Carter felt that the object was self-illuminated, and not solid in nature. Carter’s report indicates that it was witnessed by about ten or twelve other people, and was in view for ten to twelve minutes before it passed out of sight.

In 1973 Carter said:

“There were about twenty of us standing outside of a little restaurant, I believe, a high school lunch room, and a kind of green light appeared in the western sky. This was right after sundown. It got brighter and brighter. And then it eventually disappeared. It didn’t have any solid substance to it, it was just a very peculiar-looking light. None of us could understand what it was.”

Speaking in a 2005 interview, Carter states:

“All of a sudden, one of the men looked up and said, ‘Look, over in the west!’ And there was a bright light in the sky. We all saw it. And then the light, it got closer and closer to us.”

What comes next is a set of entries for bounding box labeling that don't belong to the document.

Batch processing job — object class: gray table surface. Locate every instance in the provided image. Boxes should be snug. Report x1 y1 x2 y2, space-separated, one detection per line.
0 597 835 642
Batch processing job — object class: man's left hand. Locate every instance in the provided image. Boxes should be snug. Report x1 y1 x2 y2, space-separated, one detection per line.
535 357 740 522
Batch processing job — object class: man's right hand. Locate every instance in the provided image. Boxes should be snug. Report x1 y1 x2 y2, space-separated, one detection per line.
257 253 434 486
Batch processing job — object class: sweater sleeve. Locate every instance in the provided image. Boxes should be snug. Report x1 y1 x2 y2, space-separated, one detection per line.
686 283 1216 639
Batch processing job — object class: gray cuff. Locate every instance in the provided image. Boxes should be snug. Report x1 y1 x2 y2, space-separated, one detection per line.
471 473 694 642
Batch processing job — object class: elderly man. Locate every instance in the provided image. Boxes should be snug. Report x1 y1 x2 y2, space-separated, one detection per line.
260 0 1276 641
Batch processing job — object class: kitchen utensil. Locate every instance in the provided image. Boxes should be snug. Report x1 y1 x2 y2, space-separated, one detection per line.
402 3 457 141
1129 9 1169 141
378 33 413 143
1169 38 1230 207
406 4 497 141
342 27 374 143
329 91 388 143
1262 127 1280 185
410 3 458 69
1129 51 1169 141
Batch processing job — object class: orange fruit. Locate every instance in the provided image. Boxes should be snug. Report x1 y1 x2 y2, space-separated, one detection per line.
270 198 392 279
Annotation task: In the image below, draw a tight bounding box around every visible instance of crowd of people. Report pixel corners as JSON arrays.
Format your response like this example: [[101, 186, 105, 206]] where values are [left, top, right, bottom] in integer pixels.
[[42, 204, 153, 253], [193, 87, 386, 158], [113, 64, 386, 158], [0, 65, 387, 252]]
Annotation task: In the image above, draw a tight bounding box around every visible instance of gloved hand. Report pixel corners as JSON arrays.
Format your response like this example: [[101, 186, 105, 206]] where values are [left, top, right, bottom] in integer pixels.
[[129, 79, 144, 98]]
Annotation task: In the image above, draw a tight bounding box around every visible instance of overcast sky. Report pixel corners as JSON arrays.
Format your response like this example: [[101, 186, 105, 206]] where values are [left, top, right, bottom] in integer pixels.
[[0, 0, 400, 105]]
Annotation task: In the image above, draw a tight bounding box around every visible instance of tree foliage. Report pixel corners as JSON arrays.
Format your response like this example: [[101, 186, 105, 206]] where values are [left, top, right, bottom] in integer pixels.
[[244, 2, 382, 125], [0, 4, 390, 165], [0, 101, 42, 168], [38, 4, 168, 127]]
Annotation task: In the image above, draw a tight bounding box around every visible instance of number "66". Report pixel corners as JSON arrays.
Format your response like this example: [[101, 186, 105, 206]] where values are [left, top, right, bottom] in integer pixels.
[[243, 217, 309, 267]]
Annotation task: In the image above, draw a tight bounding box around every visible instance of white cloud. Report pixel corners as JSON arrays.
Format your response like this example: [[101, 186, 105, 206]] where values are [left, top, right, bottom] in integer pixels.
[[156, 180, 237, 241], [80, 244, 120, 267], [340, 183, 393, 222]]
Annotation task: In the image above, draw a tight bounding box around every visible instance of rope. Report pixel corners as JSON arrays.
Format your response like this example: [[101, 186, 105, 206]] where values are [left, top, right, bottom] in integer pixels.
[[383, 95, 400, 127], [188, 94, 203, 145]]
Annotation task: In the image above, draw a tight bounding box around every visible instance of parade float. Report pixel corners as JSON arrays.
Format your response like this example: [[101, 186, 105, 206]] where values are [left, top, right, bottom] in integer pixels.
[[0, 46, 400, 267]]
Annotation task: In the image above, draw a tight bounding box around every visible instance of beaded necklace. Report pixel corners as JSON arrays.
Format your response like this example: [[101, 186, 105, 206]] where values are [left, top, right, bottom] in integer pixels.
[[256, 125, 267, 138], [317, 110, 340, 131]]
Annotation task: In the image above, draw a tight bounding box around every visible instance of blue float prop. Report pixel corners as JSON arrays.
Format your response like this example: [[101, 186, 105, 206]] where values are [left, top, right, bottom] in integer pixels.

“And then it stopped, I don’t know how far away, but it stopped beyond the pine trees. And all of a sudden it changed color to blue, and then it changed to red, then back to white. And we were trying to figure out what in the world it could be, and then it receded into the distance.”

While puzzled by the object and its origins Carter, himself, later said that while he had considered the object to be a UFO—on the grounds it was unexplained—his knowledge of physics had meant he had not believed himself to be witnessing an alien spacecraft.

On January 6, 1969, the sky was clear in Leary and the planet Venus was near its maximum brightness and in the direction described by Carter. Ufologist Robert Sheaffer concluded that the object that Carter witnessed was a misidentification of Venus.

Ufologist Allan Hendry did calculations and agrees with the assessment of it being Venus. This could also be the Venus “Halo”, as was discussed on The Skeptics’ Guide to the Universe podcast in a 2007 interview with Jimmy Carter. In the interview Carter stated that he did not believe the object was Venus, explaining that he was an amateur astronomer and knew what Venus looked like.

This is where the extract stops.